Women Speaking Apr. 5/1: If a man doesn’t like a girl’s looks or personality, she’s a [...] pickle, prune [OED].

5. (orig. US) the penis; thus pickle lugger, as a term of abuse, a masturbator [resemblance to a pickled gherkin].

[[US]Whip & Satirist of NY & Brooklyn (NY) 25 June n.p.: With the other [hand] she seized the pickle [i.e. a cucumber], and cried ‘Dis is de biggest one I ever have in my hand’].
[US] in Randolph & Legman Ozark Folksongs and Folklore (1992) II 677: I gave her a nickel to suck my pickle.
[UK]J. Quirk No Red Ribbons (1968) 198: Perkins, you’re a pickle lugger, you Rebel bastard.
[US]E. Thompson Garden of Sand (1981) 30: Imo’s pickle was black!
[US]L. Kramer Faggots 322: It’s time to take my pickle and get out of this pickle.

In compounds

pickle-kisser (n.)

a male homosexual.

‘The Three Stooges’ at JumpTheShark.com 🌐 By the way, was Joe Bessers personna just an act, or was he really a pickle kisser?
pickle park (n.)

(US) a secluded area where male homosexuals meet for sex.

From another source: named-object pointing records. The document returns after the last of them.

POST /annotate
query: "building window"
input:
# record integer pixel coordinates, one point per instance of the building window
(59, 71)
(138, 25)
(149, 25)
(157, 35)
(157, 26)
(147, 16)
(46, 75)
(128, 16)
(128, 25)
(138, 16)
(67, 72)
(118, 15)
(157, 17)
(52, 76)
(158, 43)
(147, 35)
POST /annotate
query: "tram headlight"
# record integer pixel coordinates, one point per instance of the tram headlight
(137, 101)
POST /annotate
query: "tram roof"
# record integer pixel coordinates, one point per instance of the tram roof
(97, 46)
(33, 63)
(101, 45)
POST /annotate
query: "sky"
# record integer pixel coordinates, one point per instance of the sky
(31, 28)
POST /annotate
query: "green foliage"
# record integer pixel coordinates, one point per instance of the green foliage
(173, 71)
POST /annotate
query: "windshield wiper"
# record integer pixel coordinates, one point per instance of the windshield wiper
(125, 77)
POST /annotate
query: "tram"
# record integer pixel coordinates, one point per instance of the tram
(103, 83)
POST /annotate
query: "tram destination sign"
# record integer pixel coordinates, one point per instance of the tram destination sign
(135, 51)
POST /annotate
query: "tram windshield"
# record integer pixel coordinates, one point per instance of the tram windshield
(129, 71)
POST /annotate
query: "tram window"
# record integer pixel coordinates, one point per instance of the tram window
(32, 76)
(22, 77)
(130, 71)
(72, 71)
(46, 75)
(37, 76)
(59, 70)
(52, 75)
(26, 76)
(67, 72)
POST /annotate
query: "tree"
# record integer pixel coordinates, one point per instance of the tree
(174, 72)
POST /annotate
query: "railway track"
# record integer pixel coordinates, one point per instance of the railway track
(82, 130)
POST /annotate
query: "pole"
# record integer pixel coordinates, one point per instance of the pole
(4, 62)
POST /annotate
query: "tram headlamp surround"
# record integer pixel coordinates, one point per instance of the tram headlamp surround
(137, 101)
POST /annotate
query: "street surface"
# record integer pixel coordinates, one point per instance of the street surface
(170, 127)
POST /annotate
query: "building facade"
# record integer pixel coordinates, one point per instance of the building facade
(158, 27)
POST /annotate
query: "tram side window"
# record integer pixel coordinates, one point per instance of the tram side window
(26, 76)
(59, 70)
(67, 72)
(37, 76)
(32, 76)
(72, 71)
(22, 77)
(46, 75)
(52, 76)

[US]T. Pluck Bad Boy Boogie [ebook] What’s a pickle park?’ [...] ‘A place where gay men hook up in unfriendly areas. If they’re in the closet’.
pickle parlor (n.)

a bar.

[US]‘Hugh McHugh’ You Should Worry cap. 5: He [...] hikes for a pickle parlor and begins to festoon his system with hops.
pickle smasher (n.)

(US) a prostitute.

[US]N.E. Police Gaz. (Boston, MA) 12 Oct. 5/2: If any ragpicker finds fault with our calling Medora Armington [...] a pickle smasher, let him call on us.

In phrases

pump one’s pickle (v.)

to masturbate.

[US]Maledicta IV:2 (Winter) 199: In any case, we would all agree that to pump one’s pickle or jerk one’s gherkin (Canadian terms, these) is not so satisfactory as to lay a wench.

SE in slang uses

In compounds

In phrases

and no pickles

without a doubt.

[UK] ‘’Arry and the [...] Lady Cyclists’ Punch 15 June 285/1: It’s spruce, and no pickles.
in pickle (adj.) [the contemporary cure for VD, which involved sitting in a ‘sweating tub’]

venereally diseased.

[UK]Jeronimo (1605) Aiiii: I haue a lad in pikell of this stamp, A melancholy discontented courtier Whose famisht iawes look like the chap of death.
[UK]Middleton Chaste Maid in Cheapside II i: I keep of purpose two or three gulls in pickle / To eat such mutton with.
[UK]Jackson’s Recantation in C. Hindley Old Book Collector’s Misc. She left me something that was none of my own, a swinging clap, which laid me up in pickle above six weeks before I was cured.
[UK]B.E. Dict. Canting Crew n.p.: In Pickle, Poxt.
[UK]New Canting Dict. [as cit. c.1698].
[UK]Bailey Universal Etym. Eng. Dict. [as cit. c.1698].
[UK]Grose Classical Dict. of the Vulgar Tongue n.p.: Pickle [...] in pickle, or in the pickling tub, in a salivation.
[UK]Lex. Balatronicum.
[UK]Egan Grose’s Classical Dict. of the Vulgar Tongue.